NASA’s Ingenuity helicopter, a rotorcraft on Mars, briefly lost touch with the Perseverance rover last week. The helicopter has since regained its connection—but the Martian winter may pose more difficulties in the coming months.

Ingenuity, the first aircraft to achieve controlled and powered flight on another world, missed a scheduled communication session with Perseverance on May 3. The rover acts as Ingenuity’s base station, which sends the helicopter’s data back to Earth while receiving and relaying NASA commands. This is the first communication blackout since the two robots landed on the Red Planet in February 2021. 

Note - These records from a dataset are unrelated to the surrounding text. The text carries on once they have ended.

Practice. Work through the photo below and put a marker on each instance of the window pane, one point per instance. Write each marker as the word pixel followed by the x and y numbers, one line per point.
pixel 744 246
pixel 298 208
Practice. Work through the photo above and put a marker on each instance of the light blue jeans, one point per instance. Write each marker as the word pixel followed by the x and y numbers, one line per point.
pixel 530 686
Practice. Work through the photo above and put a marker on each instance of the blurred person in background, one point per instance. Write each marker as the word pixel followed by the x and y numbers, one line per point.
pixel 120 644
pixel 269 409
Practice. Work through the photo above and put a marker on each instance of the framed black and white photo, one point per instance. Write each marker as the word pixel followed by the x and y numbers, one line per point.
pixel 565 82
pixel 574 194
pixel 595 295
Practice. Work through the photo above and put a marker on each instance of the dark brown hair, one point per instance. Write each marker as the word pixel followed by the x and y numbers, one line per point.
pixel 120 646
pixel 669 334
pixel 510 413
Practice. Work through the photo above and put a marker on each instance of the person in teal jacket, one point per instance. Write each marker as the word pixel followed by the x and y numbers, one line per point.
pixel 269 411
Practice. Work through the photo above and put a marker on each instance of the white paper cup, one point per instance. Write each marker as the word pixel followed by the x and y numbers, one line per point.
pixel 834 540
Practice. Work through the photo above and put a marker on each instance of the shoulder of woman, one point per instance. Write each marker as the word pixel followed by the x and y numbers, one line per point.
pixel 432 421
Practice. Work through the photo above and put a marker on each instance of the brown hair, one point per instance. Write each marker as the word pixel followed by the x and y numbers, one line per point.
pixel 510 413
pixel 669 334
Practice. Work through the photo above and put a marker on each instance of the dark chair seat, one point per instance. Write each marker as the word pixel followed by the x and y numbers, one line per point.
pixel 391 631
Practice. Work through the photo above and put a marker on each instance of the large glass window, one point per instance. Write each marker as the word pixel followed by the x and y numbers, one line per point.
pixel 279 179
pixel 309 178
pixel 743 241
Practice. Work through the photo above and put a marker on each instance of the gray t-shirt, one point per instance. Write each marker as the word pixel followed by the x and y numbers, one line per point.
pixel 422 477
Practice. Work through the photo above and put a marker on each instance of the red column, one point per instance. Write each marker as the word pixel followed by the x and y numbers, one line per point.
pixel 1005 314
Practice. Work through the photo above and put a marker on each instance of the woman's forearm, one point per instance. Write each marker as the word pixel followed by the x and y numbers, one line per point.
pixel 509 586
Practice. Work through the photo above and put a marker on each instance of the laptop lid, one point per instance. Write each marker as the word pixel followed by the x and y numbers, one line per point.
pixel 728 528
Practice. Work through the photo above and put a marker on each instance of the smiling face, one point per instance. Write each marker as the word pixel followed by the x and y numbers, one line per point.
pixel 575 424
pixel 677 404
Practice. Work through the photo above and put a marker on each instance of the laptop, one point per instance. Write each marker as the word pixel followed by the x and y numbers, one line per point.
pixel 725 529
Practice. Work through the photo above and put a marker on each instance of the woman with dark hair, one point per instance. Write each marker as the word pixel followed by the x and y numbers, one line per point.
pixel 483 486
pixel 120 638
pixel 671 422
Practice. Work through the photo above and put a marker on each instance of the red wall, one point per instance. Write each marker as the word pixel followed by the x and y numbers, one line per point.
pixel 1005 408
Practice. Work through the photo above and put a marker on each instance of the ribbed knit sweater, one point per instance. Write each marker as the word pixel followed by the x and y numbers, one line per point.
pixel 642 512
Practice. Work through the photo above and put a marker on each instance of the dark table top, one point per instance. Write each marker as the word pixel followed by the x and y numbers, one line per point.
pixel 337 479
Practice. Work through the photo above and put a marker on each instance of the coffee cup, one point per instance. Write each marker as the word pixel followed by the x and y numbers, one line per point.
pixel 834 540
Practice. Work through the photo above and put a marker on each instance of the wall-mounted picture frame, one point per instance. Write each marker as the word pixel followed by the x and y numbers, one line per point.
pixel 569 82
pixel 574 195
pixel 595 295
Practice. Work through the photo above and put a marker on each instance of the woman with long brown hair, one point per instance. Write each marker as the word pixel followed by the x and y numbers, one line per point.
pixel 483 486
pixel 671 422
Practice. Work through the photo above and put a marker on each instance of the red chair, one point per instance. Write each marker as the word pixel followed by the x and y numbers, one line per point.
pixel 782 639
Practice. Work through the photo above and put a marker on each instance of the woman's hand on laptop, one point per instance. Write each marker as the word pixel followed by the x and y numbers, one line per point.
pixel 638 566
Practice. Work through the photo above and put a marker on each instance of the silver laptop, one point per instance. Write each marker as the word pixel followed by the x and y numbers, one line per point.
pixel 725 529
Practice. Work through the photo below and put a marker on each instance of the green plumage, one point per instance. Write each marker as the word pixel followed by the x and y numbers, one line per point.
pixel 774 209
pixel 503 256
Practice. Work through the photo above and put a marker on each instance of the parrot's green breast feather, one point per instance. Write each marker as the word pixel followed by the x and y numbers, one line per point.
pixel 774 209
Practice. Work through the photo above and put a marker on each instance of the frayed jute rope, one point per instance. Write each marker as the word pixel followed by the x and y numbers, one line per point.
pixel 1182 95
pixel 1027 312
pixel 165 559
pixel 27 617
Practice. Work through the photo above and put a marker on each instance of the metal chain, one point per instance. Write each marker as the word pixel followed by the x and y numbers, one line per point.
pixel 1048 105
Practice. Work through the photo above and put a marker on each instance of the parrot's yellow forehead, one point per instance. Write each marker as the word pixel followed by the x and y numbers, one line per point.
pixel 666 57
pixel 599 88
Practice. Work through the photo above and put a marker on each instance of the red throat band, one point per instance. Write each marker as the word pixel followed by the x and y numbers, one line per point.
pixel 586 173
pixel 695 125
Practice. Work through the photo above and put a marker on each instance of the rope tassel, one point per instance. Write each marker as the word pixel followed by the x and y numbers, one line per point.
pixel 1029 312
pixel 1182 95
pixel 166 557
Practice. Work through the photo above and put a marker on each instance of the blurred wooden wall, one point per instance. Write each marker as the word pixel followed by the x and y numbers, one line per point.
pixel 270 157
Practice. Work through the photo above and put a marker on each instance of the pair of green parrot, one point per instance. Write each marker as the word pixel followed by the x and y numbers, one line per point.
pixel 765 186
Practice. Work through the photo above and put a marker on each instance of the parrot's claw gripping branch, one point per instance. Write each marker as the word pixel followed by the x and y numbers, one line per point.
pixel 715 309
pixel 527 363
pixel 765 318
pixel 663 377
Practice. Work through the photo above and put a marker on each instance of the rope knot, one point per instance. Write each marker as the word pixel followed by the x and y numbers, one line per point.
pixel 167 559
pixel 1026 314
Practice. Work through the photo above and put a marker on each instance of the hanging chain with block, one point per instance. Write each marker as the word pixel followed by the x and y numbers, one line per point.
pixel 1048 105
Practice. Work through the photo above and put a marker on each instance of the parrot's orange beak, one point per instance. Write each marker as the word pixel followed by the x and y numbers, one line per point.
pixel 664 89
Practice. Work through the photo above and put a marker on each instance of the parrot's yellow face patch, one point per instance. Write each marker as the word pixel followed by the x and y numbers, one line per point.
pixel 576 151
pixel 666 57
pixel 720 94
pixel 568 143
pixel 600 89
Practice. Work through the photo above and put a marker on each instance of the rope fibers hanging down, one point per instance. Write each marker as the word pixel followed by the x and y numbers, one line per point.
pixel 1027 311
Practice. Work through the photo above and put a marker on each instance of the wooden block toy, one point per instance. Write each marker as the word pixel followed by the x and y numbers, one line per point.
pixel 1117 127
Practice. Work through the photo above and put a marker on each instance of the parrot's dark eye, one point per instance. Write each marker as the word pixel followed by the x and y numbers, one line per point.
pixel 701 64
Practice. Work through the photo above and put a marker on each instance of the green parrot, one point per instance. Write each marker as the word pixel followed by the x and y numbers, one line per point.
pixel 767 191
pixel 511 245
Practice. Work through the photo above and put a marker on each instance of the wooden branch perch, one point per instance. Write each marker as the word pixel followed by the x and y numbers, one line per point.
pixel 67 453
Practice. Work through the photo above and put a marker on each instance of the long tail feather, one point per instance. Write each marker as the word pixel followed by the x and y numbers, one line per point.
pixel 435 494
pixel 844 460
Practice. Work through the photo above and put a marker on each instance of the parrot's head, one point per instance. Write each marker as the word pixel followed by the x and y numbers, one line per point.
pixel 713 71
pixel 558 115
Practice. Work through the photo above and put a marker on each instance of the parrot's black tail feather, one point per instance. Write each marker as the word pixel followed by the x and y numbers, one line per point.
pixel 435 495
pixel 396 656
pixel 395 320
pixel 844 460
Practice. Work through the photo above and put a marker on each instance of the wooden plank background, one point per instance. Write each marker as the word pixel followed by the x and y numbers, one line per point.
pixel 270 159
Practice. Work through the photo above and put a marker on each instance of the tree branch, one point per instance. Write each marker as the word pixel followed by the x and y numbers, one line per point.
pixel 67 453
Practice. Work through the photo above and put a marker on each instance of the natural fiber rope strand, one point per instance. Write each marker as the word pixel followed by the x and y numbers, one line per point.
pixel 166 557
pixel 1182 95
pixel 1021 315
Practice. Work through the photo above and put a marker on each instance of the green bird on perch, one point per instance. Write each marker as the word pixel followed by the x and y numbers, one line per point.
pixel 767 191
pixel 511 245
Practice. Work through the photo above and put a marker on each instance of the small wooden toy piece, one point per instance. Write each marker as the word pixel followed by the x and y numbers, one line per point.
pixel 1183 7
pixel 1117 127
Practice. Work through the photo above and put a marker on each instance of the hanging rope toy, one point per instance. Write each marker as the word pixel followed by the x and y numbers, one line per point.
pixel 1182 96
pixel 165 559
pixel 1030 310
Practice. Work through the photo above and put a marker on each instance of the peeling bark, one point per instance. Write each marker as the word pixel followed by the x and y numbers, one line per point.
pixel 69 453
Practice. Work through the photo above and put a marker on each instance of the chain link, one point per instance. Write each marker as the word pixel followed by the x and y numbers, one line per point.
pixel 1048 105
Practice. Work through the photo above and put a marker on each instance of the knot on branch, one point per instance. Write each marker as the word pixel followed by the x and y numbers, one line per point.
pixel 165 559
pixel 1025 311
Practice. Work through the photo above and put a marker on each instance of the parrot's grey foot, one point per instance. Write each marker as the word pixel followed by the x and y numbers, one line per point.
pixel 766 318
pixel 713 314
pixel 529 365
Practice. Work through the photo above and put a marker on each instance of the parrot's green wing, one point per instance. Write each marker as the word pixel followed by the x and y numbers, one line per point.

A seasonal increase in atmospheric dust, a feature of the approaching Mars winter, caused the blackout by preventing Ingenuity’s solar arrays from being able to fully recharge its batteries. During Martian night, one of the helicopter’s instruments entered a low-power state and reset its clocks. “When the sun rose the next morning and the solar array began to charge the batteries, the helicopter’s clock was no longer in sync with the clock aboard the rover,” NASA wrote in a statement. “Essentially, when Ingenuity thought it was time to contact Perseverance, the rover’s base station wasn’t listening.”

[Related: Ingenuity flew on Mars. Now NASA will push it to the brink of destruction.]

Thankfully the communication drop was short-lived. Once NASA astronomers realized that Perseverance and Ingenuity were out of sync, they commanded the rover to be on continuous alert for Ingenuity’s transmissions. On May 5, NASA’s mission controllers confirmed that the two craft reestablished their connection. 

Ingenuity was originally designed to perform up to five experimental test flights over a span of 30 Martian days, or “sols,” but the helicopter has far exceeded NASA’s expectations. In the Earth year since it landed, Ingenuity has flown over 4.2 miles across the Red Planet, and NASA extended the rotorcraft’s mission in March. The agency has planned flight operations through September.

But Ingenuity wasn’t necessarily designed to withstand the Martian winter’s harshness. The helicopter may have reestablished transmissions with Perseverance, but it’s not fully in the clear. 

“We have always known that Martian winter and dust storm season would present new challenges for Ingenuity, specifically colder sols, an increase in atmospheric dust, and more frequent dust storms,” Ingenuity team lead Teddy Tzanetos of NASA’s Jet Propulsion Laboratory in Southern California said in a statement. “Our top priority is to maintain communications with Ingenuity in the next few sols,” he added.

To preserve battery power and increase chances of retaining consistent signals, NASA engineers reprogrammed Ingenuity’s heaters. Over the next few days, when Mars reaches minus 40°F at night, Ingenuity will shut down quickly, rather than waste precious energy trying to keep the helicopter powered and warm. NASA hopes this will give the instrument a chance to soak up and store enough energy to return to normal operations soon.